PALEOMAGNETISM OF JURASSIC VOLCANIC ROCKS IN SOUTHEASTERN ARIZONA AND NORTH AMERICAN JURASSIC APPARENT POLAR WANDER.

Abstract

Jurassic volcanic rocks in southeastern Arizona provide an opportunity to study the paleomagnetism of an autochthonous segment of the Mesozoic Cordilleran magmatic arc. The Corral Canyon sequence in the Patagonia Mountains is a 650 meter thick homoclinal sequence consisting of interbedded volcaniclastic red-beds, welded ash-flow tuff, and lavas. Rb/Sr isotopic analysis of eight whole rock tuff samples yields an isochron age of 171 ± 3 Ma. Welded tuffs in the Corral Canyon sequence possess a stable, primary magnetization carried in both magnetite and hematite that defines a paleomagnetic pole at 61.8°N, 116.0°E, alpha₉₅= 6.2°. This pole is considered to be a reliable Middle Jurassic reference pole for cratonic North America. Paleomagnetic study of the Canelo Hills volcanics welded tuff member also yields a stable, primary magnetization throughout a stratigraphic thickness of 600 meters.
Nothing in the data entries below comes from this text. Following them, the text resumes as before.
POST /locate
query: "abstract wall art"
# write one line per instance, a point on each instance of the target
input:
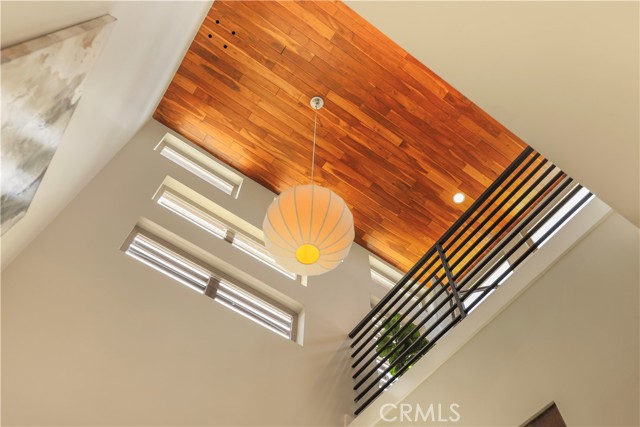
(41, 86)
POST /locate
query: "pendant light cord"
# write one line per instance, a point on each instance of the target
(313, 155)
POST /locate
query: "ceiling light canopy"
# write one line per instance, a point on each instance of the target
(308, 229)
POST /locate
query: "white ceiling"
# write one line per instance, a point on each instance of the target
(562, 75)
(144, 49)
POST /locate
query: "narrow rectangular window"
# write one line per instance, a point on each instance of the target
(223, 225)
(229, 292)
(554, 221)
(200, 163)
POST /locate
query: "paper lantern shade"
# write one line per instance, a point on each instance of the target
(308, 230)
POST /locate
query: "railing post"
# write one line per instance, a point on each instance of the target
(452, 283)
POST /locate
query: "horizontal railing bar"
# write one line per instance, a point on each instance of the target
(385, 299)
(527, 236)
(416, 303)
(493, 200)
(506, 212)
(485, 195)
(398, 298)
(406, 352)
(418, 326)
(530, 181)
(440, 291)
(501, 178)
(372, 346)
(546, 188)
(409, 363)
(518, 228)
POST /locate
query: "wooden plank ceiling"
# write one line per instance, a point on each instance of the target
(394, 139)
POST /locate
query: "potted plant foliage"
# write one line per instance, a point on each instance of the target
(396, 345)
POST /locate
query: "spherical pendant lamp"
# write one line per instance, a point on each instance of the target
(308, 229)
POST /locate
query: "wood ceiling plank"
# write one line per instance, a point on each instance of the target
(394, 139)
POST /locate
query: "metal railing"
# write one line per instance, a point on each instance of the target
(526, 204)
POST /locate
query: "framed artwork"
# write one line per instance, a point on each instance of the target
(41, 86)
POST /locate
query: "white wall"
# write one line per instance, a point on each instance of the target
(144, 48)
(562, 75)
(92, 337)
(571, 337)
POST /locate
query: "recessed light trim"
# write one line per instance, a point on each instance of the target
(458, 198)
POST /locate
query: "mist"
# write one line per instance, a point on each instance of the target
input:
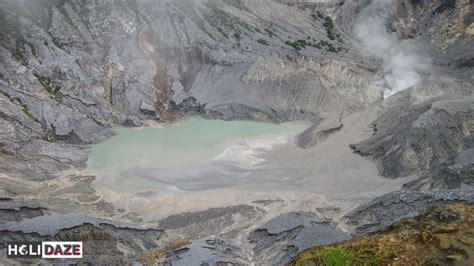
(403, 63)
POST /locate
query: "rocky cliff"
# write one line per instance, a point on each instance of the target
(70, 70)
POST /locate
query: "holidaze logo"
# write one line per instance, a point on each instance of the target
(45, 250)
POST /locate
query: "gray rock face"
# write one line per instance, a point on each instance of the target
(319, 132)
(209, 251)
(424, 139)
(283, 237)
(71, 69)
(390, 208)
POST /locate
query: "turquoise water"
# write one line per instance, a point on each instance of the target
(181, 145)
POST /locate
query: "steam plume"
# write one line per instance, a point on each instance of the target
(403, 64)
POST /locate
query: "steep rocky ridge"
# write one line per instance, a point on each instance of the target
(70, 70)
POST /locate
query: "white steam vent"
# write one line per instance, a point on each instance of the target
(402, 61)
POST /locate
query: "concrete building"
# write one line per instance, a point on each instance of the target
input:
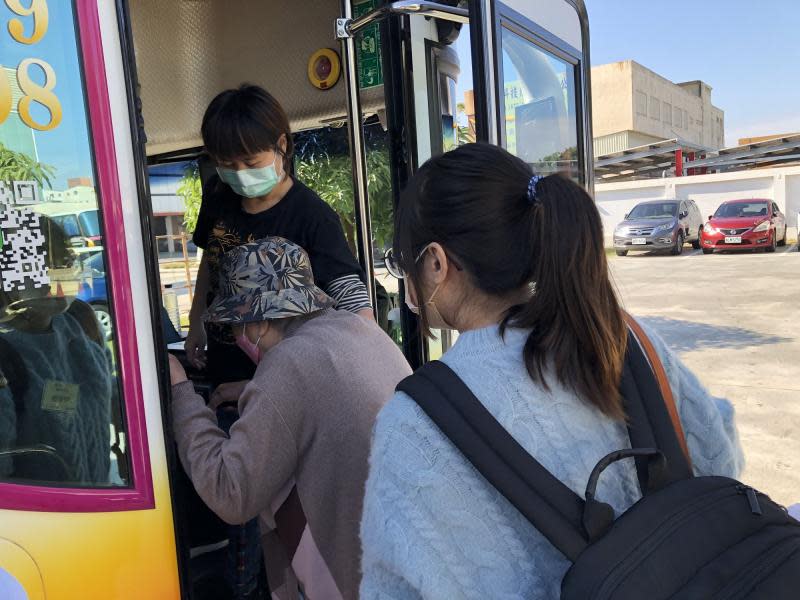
(632, 106)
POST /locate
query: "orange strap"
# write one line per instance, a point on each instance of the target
(663, 383)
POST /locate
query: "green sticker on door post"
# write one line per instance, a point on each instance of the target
(368, 48)
(60, 396)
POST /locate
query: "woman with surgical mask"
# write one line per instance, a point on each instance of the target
(246, 132)
(297, 456)
(515, 263)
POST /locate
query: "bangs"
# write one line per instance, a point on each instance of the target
(245, 121)
(236, 135)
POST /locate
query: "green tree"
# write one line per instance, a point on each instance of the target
(16, 166)
(190, 191)
(331, 176)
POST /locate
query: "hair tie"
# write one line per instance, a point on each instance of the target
(532, 198)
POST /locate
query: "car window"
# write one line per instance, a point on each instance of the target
(90, 223)
(654, 210)
(742, 209)
(70, 225)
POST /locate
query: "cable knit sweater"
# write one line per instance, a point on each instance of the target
(434, 528)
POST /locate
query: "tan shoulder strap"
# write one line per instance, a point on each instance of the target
(663, 382)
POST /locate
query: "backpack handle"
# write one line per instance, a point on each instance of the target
(599, 516)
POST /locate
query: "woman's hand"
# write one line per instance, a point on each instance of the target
(195, 345)
(176, 373)
(227, 392)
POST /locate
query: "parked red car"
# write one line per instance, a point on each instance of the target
(744, 225)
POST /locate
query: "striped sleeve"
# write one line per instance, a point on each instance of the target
(350, 293)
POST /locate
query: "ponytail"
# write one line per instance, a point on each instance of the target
(577, 327)
(511, 231)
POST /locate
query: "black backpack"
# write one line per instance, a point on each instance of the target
(687, 538)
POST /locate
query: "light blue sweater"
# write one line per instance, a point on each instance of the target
(433, 528)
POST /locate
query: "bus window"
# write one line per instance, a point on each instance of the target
(61, 418)
(538, 104)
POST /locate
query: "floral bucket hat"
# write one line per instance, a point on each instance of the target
(264, 280)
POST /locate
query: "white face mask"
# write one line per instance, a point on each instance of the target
(252, 183)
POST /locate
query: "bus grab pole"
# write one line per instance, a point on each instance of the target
(357, 152)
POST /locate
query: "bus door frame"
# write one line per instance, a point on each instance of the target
(403, 156)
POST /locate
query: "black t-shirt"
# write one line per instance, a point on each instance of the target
(301, 217)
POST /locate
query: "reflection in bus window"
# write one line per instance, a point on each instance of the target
(539, 99)
(61, 420)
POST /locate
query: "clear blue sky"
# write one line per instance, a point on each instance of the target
(66, 147)
(748, 52)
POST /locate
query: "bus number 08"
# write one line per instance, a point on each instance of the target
(31, 92)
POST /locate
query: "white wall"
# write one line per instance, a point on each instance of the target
(780, 184)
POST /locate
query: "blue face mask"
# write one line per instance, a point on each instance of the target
(251, 183)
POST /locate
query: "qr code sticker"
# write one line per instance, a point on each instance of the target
(6, 196)
(22, 250)
(26, 192)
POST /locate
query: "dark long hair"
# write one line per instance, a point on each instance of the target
(474, 201)
(244, 121)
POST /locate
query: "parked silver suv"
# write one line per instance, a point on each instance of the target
(659, 225)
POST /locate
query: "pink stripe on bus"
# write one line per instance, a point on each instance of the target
(140, 496)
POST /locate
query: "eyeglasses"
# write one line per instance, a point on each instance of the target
(396, 271)
(393, 264)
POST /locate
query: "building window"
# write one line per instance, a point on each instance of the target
(667, 113)
(641, 104)
(655, 108)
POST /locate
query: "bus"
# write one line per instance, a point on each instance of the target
(95, 92)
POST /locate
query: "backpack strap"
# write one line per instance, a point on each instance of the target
(657, 368)
(554, 509)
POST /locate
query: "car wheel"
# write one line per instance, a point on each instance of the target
(773, 243)
(104, 318)
(697, 243)
(678, 248)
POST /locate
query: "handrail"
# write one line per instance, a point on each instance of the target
(349, 27)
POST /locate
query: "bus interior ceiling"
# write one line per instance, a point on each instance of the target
(187, 51)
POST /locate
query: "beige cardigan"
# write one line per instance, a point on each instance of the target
(297, 457)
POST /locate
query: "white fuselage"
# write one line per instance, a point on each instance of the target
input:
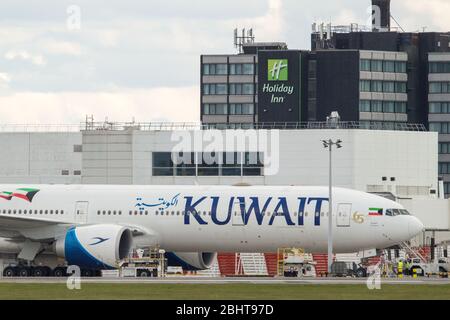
(220, 218)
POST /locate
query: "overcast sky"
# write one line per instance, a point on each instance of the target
(61, 60)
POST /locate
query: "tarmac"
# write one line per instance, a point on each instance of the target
(240, 280)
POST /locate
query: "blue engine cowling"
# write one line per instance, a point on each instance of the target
(96, 246)
(191, 261)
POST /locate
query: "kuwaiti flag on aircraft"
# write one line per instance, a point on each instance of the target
(25, 193)
(375, 212)
(6, 195)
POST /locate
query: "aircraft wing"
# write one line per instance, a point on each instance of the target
(31, 228)
(44, 229)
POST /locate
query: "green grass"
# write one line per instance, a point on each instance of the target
(221, 291)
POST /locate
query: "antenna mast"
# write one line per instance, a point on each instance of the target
(246, 36)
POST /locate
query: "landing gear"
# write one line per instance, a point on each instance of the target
(144, 273)
(24, 272)
(39, 272)
(59, 272)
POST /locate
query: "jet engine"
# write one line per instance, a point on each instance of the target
(96, 246)
(191, 260)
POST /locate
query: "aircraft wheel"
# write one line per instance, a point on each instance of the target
(361, 273)
(38, 272)
(24, 272)
(59, 272)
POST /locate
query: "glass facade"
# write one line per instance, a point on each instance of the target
(242, 69)
(440, 127)
(444, 147)
(242, 88)
(382, 86)
(382, 66)
(439, 67)
(215, 108)
(215, 69)
(439, 87)
(215, 89)
(439, 107)
(382, 106)
(242, 108)
(207, 164)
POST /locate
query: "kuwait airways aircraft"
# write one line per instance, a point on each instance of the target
(96, 226)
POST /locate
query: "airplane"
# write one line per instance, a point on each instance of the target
(95, 226)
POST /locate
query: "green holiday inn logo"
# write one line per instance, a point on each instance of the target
(277, 69)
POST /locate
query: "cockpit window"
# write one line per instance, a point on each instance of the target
(404, 212)
(397, 212)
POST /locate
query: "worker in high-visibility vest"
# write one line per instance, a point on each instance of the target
(400, 269)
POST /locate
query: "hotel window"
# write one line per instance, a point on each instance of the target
(377, 106)
(242, 88)
(389, 86)
(242, 69)
(400, 67)
(376, 86)
(364, 86)
(400, 107)
(242, 108)
(388, 106)
(444, 168)
(215, 89)
(215, 69)
(439, 107)
(364, 106)
(439, 67)
(400, 87)
(389, 66)
(440, 87)
(376, 66)
(213, 109)
(444, 148)
(441, 127)
(364, 65)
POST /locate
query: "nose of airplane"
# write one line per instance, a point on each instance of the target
(415, 226)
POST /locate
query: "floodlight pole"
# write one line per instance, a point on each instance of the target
(329, 144)
(330, 210)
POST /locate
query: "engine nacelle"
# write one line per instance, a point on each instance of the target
(95, 246)
(191, 260)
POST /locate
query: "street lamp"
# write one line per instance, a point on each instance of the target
(328, 144)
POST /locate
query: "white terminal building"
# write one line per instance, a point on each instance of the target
(401, 164)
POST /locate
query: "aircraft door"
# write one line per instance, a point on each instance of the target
(81, 211)
(343, 214)
(236, 214)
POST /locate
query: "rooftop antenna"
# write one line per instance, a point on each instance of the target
(246, 36)
(398, 24)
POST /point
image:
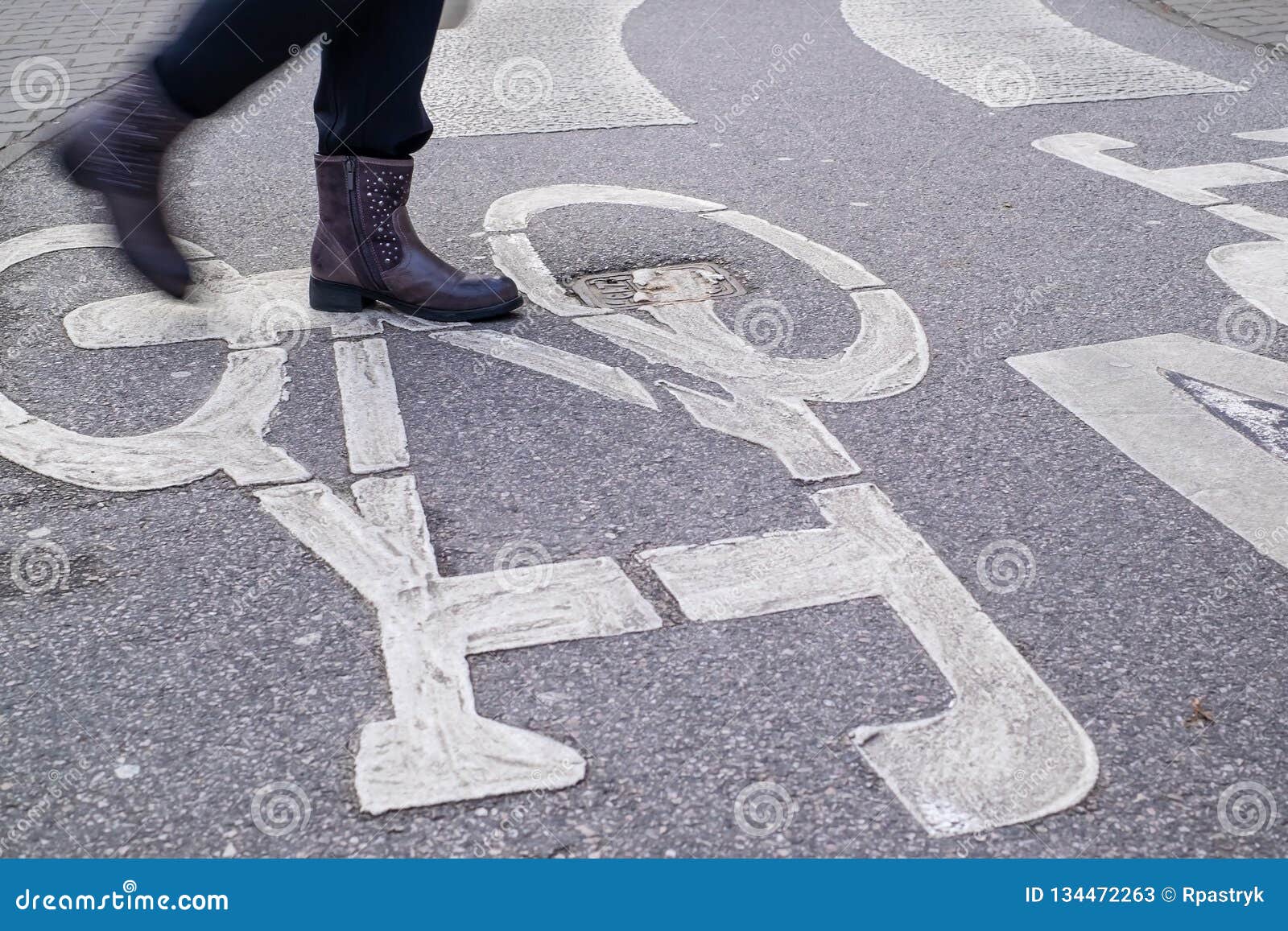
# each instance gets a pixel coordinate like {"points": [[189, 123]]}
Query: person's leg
{"points": [[369, 103], [227, 45], [225, 48], [370, 122]]}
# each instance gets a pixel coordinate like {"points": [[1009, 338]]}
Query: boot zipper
{"points": [[351, 184]]}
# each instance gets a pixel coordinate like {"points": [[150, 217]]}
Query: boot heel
{"points": [[325, 295]]}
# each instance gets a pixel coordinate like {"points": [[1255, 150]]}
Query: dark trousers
{"points": [[374, 60]]}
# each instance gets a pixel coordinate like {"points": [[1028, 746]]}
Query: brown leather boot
{"points": [[366, 250], [118, 151]]}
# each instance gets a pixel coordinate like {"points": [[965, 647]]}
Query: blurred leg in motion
{"points": [[370, 122]]}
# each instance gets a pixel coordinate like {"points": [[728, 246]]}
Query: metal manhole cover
{"points": [[663, 285]]}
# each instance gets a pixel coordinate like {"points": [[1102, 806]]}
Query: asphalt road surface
{"points": [[188, 669]]}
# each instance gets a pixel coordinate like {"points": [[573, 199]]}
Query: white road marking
{"points": [[770, 394], [225, 435], [541, 66], [514, 212], [437, 748], [374, 430], [840, 270], [1189, 184], [1014, 53], [956, 772], [1256, 270], [576, 370], [1120, 390]]}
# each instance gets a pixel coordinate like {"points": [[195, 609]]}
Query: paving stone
{"points": [[68, 53]]}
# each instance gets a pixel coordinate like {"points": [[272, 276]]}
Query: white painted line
{"points": [[576, 370], [889, 356], [437, 748], [1268, 225], [770, 394], [393, 505], [514, 212], [1265, 135], [225, 435], [840, 270], [956, 772], [541, 66], [1257, 272], [1014, 53], [1189, 184], [1118, 390], [513, 254], [374, 429]]}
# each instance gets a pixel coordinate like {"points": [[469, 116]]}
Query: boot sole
{"points": [[332, 296]]}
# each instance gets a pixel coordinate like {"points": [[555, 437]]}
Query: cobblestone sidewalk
{"points": [[1264, 23], [57, 53]]}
However, results from this formation are enigmatic and the mean pole is discordant with respect to Middle Jurassic reference poles. Various aspects of the paleomagnetic data indicate that discordance of the Canelo Hills volcanics pole is probably due to acquisition of remanent magnetization during a period of non-dipole behavior of the geomagnetic field. Dispersion of paleomagnetic directions suggests that the welded tuff member represents at most two cooling units and can be interpreted as a caldera-fill sequence. A revised Jurassic APW path differs significantly from available paths and has important implications for North American plate motion and paleolatitude. The spatio-temporal progression of reliable Jurassic paleopoles, in conjunction with Triassic and Early Cretaceous poles, is well described by paleomagnetic Euler pole analysis. The APW path is divided into three tracks, separated by two cusps. These cusps represent changes in the direction of North American absolute plate motion and can be correlated with global plate motion and intraplate deformation events at approximately 200-210 Ma and 150 Ma. Finally, the APW path presented herein predicts more southerly Late Triassic and Jurassic paleolatitudes for North America than have been suggested by previous authors. Using revised reference poles, there are no inclination anomalies within paleomagnetic data from Late Triassic and Early Jurassic rocks of Stikinia and Quesnellia (B.C., Canada).